19/12/1628, 12

 
English | Nederlands

19/12/1628, 12

12 HHM horen het rapport van Essen, Noortwijck, Veltdriel en thesaurier-generaal Van Goch, die de retroacta hebben opgezocht die zijn gesloten tussen HHM en de Kleefse regering. Ze hebben deze onderzocht op de punten waarom door Diden en controleur Johannes Retzer afzonderlijk op 12 nov. schriftelijk is verzocht. Betreffende het eerste punt, om uit handen van de ontvangers van de keurvorst van Brandenburg het geld te mogen ontvangen van de licenten en het hoorngeld in het Land van Kleef voor het onderhouden van de compagnie ruiters van Van Soppenbroeck, wordt Dyden gemachtigd, op voorwaarde dat eerst het genoemde geld van de Kleefse regering wordt gevorderd. Op het tweede punt betreffende de door Retzer aangevangen executie op de geestelijke goederen in de Landen van Kleef en elders, menen de gecommitteerden dat deze daarmee moet doorgaan, voor zoveel als de lopende contributies bedragen. De executie van de restanten van deze contributies moet Retzer krachtens de resolutie van [5] sept. opschorten tot 7 jan. 1629. Ten derde wordt opgemerkt dat ontvanger Onckel veel geld ontvangt dat hij buiten de militie besteedt. Op het vierde punt heeft de Kleefse regering ontvanger Retzer rekening gepasseerd, ondanks dat de rekenmeester van de keurvorst deze verwarrend had bevonden.
HHM laten de Kleefse regering de rekening van ontvanger Onckel opsturen om te kunnen zien wat daarvan waar is. In ieder geval moet zij Onckel gelasten om het geld dat buiten de militie is besteed, weer in te brengen en voortaan geen geld daarbuiten te brengen. Ook zal aan de ambtskamer geschreven worden de staat van de domeinen van Berg, Mark et cetera op te sturen om de helft van de opbrengst daarvan sinds het gesloten nadere akkoord te besteden. Dit bedrag zal in mindering worden gebracht op de hoofdsom van de schuld en de rente die de keurvorst deze staat schuldig is.

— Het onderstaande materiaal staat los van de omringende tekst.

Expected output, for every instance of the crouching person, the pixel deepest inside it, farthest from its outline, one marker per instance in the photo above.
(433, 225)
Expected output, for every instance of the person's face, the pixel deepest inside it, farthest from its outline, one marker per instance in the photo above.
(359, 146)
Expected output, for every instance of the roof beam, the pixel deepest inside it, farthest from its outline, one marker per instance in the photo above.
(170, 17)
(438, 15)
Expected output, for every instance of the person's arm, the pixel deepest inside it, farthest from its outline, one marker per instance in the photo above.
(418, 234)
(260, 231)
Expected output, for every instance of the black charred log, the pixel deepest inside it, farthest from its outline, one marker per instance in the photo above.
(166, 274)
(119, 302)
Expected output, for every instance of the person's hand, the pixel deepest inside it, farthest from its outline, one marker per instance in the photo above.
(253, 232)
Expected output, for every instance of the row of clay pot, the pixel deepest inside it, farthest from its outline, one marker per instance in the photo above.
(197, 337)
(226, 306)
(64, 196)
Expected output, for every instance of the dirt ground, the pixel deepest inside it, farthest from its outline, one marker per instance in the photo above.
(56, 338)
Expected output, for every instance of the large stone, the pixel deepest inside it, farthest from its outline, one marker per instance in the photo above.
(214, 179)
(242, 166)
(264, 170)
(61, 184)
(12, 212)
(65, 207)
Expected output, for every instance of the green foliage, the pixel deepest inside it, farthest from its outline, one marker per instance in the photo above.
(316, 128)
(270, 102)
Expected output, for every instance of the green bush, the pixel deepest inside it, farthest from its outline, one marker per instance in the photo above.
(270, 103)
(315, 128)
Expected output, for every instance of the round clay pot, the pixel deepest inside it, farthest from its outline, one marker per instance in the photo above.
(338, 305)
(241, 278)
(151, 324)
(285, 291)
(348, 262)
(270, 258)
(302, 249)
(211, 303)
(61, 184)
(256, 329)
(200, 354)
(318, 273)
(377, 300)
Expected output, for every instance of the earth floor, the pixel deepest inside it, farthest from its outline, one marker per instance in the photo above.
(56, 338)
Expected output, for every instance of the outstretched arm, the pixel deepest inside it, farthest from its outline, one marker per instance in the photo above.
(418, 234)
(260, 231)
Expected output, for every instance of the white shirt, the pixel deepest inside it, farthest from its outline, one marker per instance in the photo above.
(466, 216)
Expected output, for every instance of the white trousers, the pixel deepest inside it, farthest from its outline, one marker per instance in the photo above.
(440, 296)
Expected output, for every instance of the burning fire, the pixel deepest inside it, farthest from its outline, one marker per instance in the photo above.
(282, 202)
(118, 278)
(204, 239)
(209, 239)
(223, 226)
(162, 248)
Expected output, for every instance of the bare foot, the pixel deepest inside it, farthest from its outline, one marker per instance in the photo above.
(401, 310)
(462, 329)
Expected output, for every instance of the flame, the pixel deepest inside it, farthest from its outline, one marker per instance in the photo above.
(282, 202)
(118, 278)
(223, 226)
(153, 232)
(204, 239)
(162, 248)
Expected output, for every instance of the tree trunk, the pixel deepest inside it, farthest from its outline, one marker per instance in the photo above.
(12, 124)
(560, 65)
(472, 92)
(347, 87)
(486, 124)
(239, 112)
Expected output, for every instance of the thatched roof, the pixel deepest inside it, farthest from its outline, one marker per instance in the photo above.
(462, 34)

Op het vijfde punt, inhoudend dat Gent schriftelijk om kruit, lonten en andere oorlogsmunitie heeft gevraagd voor gebruik in het graafschap Mark, wordt besloten dat de Kleefse regering uit de licentgelden of de verschenen contributies 3.000 gld. mag opnemen om te besteden aan oorlogsmunitie en om aan Gent in het graafschap Mark te sturen. Op het zesde punt zullen te Emmerik, Rees, Gennep en Ravenstein gemene middelen worden geheven.
HHM besluiten de Kleefse regering te verzoeken om haar gedeputeerden met de eerste gelegenheid hierheen te sturen om met hen de middelen te beramen die men binnen Emmerik, Rees, Gennep en Ravenstein zal invoeren om de betaling van het regiment ruiters beter te kunnen opbrengen.